Assignment #5 – Data Visualization in DH

Though initially frustrating to use and maneuver, as became more familiar with Gephi and its functions, I actually grew to like it more as well. I was chiefly concerned about the lack of an “undo” button – a button that I have come to realize I ordinarily rely heavily upon. The moment I reframed this in my mind from a bad thing to a good thing was the moment I began having fun with Gephi, in the sense that every click of every button was done with intent rather than simple exploration of the program.

With this, I knew that whatever data set I chose, it had to be something I was comfortable with – I wanted to make sure that I knew exactly what it was that I was exploring. As we looked in class at examples of social networks, dialogue between characters in Les Mis, and other datasets I browsed on my own, I discovered that I was actually really fascinated with network visualizations. When initially clicking through premade datasets, I tested the effects of pressing buttons like “filter” and seeing how it would impact the visualization. As I became more familiar with Gephi, though, I knew what questions I could ask that Gephi would be able to answer. I would be able to look at the visualization of the Marvel Cinematic Universe, for instance, and know how many times Iron Man interacted with Thor.

For my visualization, I chose to do an “exploratory data analysis . . . based around the idea that the network is important, but in as-yet unknown ways” by inputting my own data from my water polo team roster (Graham). I wanted to look at connections between my teammates based off of their home state, which club team they played for in high school, and whether or not they are in the College of Management at Bucknell. These connections are complex in that their variables are “highly interconnected and interdependent,” which are integral components of network visualizations (Lima).

No filters
Filtered by modularity and degree
Filtered by college, partition (home state) and edge type
Players who played for the same club team (before Bucknell)

As demonstrated by the network, many of my teammates are from California; this shared quality is the most prevalent commonality within the parameters of my network.

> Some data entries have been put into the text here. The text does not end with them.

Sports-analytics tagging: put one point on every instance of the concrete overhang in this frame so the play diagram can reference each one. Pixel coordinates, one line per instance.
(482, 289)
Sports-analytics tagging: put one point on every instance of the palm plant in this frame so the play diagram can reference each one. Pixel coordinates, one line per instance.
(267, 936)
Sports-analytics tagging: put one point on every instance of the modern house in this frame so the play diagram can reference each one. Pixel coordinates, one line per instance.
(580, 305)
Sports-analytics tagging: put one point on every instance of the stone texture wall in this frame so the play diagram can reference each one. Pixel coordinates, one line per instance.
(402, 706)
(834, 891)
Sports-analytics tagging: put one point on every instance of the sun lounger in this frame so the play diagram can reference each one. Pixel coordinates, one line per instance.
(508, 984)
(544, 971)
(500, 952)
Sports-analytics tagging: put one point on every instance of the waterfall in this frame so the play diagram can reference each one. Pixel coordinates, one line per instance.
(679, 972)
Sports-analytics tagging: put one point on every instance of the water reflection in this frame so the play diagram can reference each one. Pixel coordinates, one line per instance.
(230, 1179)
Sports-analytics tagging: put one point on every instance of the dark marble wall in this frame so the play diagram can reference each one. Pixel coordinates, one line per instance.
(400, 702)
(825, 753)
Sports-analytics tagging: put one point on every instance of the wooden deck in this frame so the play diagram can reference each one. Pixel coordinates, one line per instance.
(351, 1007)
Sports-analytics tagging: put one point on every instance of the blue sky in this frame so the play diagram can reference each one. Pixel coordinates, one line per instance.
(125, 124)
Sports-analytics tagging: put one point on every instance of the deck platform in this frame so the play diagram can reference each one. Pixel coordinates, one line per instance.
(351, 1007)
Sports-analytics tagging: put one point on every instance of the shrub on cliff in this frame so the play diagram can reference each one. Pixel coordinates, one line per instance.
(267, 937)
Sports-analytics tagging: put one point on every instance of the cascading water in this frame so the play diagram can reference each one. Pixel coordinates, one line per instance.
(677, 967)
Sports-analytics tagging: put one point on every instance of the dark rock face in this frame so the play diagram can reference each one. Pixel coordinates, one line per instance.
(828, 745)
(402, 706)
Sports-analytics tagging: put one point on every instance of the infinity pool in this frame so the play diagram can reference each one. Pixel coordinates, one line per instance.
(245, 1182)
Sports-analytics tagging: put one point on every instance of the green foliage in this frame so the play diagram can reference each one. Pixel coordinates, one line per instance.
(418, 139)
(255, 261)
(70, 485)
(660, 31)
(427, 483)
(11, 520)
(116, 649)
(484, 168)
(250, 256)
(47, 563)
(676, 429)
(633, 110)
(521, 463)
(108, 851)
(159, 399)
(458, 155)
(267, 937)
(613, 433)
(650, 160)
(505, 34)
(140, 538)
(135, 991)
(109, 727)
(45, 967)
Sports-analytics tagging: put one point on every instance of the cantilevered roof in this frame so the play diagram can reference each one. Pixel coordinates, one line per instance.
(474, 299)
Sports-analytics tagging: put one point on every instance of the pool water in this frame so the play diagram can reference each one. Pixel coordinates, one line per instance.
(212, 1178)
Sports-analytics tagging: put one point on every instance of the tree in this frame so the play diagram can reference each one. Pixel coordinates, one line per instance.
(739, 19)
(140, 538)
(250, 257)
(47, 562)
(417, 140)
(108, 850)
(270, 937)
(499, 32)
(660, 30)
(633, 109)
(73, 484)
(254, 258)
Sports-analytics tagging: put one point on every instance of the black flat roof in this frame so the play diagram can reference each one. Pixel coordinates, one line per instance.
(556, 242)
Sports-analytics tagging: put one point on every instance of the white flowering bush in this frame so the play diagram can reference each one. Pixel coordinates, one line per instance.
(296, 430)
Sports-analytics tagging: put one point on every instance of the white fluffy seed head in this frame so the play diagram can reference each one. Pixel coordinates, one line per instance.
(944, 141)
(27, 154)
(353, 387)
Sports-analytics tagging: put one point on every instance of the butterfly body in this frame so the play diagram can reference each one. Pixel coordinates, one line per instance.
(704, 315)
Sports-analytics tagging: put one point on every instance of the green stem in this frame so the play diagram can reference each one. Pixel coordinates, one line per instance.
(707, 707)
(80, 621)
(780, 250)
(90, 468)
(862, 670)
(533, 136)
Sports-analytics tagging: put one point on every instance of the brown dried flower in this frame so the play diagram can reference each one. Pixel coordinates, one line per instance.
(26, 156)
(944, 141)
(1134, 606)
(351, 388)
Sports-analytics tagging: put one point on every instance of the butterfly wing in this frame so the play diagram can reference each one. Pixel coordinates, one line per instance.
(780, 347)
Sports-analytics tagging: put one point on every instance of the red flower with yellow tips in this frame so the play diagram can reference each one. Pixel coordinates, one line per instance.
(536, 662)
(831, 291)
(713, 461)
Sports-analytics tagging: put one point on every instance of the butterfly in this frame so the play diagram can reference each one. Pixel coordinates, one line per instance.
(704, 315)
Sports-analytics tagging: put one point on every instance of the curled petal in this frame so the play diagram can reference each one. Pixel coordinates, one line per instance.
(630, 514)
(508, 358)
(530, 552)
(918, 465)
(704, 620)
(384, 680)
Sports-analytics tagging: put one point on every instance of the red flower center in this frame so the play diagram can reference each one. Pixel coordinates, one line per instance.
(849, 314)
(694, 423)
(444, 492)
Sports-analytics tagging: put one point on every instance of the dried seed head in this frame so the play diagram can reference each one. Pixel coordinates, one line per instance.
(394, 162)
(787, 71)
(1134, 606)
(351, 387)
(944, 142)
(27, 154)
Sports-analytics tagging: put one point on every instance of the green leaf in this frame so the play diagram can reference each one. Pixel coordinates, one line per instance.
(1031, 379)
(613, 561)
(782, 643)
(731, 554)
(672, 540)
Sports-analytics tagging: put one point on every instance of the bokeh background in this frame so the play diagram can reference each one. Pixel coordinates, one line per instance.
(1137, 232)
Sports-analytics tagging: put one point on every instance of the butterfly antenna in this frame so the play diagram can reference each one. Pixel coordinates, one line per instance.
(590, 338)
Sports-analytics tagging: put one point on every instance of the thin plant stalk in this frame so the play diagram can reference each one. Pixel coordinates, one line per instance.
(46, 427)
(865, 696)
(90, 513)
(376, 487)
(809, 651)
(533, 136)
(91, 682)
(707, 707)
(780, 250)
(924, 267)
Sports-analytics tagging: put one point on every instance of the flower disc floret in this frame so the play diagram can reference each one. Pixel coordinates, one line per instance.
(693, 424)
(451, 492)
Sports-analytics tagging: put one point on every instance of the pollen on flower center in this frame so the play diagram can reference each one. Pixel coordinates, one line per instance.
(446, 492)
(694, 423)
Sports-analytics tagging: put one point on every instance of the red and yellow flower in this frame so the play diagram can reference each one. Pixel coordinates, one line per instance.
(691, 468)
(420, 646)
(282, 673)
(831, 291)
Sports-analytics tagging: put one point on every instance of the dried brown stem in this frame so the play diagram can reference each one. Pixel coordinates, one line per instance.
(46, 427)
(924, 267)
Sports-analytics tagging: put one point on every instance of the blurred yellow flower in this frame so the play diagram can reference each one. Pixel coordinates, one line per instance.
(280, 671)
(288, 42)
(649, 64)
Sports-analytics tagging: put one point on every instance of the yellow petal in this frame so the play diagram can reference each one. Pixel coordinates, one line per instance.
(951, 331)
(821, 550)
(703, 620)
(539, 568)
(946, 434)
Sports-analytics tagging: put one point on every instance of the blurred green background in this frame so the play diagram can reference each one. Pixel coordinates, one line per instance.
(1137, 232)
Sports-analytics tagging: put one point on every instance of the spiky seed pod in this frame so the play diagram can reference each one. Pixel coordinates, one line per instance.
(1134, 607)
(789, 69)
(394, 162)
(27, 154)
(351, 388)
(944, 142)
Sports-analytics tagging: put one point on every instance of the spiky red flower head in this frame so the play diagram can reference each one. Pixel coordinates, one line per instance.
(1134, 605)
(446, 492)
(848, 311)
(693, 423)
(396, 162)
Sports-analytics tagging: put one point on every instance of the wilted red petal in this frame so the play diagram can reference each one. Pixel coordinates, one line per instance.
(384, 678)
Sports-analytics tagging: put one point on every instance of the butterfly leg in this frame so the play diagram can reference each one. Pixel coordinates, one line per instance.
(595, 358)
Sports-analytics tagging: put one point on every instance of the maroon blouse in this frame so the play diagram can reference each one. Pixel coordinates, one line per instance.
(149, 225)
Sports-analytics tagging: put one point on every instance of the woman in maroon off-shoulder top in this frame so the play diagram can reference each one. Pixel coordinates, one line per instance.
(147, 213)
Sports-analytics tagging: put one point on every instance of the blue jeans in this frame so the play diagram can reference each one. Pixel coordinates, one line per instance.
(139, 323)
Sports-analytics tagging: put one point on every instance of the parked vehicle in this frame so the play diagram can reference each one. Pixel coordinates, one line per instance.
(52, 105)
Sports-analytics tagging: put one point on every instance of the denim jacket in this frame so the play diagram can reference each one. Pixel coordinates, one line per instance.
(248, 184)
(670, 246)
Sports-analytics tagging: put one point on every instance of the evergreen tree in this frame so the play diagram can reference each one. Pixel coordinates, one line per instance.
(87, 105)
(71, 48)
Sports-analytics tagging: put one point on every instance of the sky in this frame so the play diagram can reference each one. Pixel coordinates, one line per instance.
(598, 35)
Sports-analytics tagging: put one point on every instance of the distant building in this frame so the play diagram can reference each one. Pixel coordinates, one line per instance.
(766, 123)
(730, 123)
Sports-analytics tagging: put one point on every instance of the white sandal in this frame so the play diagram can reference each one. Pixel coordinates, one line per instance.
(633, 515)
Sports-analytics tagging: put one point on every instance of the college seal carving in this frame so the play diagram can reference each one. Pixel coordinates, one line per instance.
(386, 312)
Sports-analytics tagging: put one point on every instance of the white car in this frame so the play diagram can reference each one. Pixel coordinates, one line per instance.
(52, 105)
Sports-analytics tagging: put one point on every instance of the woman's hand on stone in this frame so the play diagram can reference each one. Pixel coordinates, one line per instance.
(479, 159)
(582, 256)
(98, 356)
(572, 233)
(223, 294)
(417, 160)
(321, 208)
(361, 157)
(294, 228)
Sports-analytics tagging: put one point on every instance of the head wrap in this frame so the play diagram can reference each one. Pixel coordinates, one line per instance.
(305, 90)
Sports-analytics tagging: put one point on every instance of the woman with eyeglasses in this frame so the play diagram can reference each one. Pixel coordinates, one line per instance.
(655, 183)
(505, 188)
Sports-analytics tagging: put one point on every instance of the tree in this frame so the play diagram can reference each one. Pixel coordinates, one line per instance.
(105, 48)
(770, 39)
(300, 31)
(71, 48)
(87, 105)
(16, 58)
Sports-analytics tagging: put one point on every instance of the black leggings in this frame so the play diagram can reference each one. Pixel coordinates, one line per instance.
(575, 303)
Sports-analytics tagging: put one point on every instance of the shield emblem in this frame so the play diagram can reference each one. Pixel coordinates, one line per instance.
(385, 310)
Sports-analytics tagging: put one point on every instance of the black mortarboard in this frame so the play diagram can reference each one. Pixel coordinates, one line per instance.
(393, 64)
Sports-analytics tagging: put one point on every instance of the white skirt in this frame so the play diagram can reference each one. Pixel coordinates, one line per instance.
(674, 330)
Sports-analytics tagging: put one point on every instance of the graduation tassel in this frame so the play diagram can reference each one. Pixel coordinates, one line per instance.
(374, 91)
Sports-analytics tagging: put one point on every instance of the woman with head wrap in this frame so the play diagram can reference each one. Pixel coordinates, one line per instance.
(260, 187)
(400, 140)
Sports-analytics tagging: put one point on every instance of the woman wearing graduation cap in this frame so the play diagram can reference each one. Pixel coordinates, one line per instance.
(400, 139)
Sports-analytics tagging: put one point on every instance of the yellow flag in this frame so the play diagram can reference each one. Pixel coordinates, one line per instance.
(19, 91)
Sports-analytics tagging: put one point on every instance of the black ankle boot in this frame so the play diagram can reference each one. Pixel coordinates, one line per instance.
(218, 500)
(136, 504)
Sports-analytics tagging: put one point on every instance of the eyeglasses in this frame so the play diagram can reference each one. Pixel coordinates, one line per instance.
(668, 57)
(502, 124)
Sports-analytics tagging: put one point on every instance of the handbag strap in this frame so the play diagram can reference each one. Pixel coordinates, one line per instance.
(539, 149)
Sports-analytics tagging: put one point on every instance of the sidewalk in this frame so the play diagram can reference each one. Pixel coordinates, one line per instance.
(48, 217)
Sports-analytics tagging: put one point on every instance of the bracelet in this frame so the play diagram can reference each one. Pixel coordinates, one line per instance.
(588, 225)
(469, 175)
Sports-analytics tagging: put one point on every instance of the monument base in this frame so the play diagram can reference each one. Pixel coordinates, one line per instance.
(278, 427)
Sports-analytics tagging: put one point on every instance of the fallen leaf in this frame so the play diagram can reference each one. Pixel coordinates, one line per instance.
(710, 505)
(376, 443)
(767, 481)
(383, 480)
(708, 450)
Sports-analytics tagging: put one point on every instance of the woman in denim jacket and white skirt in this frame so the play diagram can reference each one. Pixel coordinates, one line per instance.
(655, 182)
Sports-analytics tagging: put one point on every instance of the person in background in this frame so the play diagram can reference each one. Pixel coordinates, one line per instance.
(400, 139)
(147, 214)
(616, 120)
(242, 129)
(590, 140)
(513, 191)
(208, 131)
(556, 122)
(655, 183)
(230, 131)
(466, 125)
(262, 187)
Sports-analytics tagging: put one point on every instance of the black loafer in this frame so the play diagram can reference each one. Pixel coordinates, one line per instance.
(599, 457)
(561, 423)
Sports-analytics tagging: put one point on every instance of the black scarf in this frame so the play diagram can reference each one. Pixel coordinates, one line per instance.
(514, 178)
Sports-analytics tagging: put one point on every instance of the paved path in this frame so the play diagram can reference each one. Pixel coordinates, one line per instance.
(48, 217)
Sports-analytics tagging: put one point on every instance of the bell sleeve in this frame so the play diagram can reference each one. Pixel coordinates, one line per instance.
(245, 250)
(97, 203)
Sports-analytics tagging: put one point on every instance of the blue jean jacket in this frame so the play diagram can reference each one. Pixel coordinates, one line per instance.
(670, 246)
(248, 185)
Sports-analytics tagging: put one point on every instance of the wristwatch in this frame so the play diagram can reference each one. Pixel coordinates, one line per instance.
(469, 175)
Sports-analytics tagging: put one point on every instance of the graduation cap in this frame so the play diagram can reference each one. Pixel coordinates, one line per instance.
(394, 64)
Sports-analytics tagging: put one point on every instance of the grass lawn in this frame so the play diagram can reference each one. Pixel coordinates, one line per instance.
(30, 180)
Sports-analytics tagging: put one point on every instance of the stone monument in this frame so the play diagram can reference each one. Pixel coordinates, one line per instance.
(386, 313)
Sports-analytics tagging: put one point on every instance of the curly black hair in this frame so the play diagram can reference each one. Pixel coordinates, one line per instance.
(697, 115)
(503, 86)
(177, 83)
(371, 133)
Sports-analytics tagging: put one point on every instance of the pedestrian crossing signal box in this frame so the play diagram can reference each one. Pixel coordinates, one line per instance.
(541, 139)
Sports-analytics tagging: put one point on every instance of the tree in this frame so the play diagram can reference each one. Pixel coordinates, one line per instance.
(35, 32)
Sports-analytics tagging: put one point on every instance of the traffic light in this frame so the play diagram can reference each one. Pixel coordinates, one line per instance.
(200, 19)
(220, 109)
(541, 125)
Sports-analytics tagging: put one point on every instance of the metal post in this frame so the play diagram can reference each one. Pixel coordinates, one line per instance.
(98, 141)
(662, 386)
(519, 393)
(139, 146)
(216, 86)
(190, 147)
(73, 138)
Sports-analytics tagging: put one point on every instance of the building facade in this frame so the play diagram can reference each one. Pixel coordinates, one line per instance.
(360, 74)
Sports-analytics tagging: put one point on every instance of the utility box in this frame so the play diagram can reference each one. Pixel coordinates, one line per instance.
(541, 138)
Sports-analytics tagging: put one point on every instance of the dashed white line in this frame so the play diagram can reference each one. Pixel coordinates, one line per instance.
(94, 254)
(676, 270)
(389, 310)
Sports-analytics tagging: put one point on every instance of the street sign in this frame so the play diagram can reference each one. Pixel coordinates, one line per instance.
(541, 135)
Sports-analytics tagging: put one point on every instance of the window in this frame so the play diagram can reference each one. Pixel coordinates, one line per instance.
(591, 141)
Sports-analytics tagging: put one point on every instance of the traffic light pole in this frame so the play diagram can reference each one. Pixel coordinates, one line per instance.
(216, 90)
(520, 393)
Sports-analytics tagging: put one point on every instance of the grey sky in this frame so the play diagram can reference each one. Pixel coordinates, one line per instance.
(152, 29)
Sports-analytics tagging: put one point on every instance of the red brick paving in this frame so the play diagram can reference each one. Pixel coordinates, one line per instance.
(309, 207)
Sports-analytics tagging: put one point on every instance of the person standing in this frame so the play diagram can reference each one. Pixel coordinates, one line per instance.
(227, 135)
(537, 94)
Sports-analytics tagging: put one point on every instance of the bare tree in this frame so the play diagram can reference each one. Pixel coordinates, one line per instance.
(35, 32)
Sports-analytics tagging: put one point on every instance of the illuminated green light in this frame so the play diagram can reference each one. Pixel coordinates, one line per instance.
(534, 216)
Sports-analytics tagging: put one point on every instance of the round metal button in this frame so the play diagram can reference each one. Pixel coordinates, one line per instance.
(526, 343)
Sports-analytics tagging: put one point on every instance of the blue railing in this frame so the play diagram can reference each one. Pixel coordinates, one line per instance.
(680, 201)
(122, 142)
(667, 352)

This makes sense because water polo is a sport that, in the United States, is most popular on the west coast (likely due to the warmer weather and outdoor pools). If we had a team comprised of international students (which isn’t uncommon for water polo teams), my prediction is that the visualization representing club teams would be much more connected. In countries like Serbia, where water polo is a very popular sport, there are only a few club teams, and even fewer that play at a high enough level to pique the interest of US college coaches.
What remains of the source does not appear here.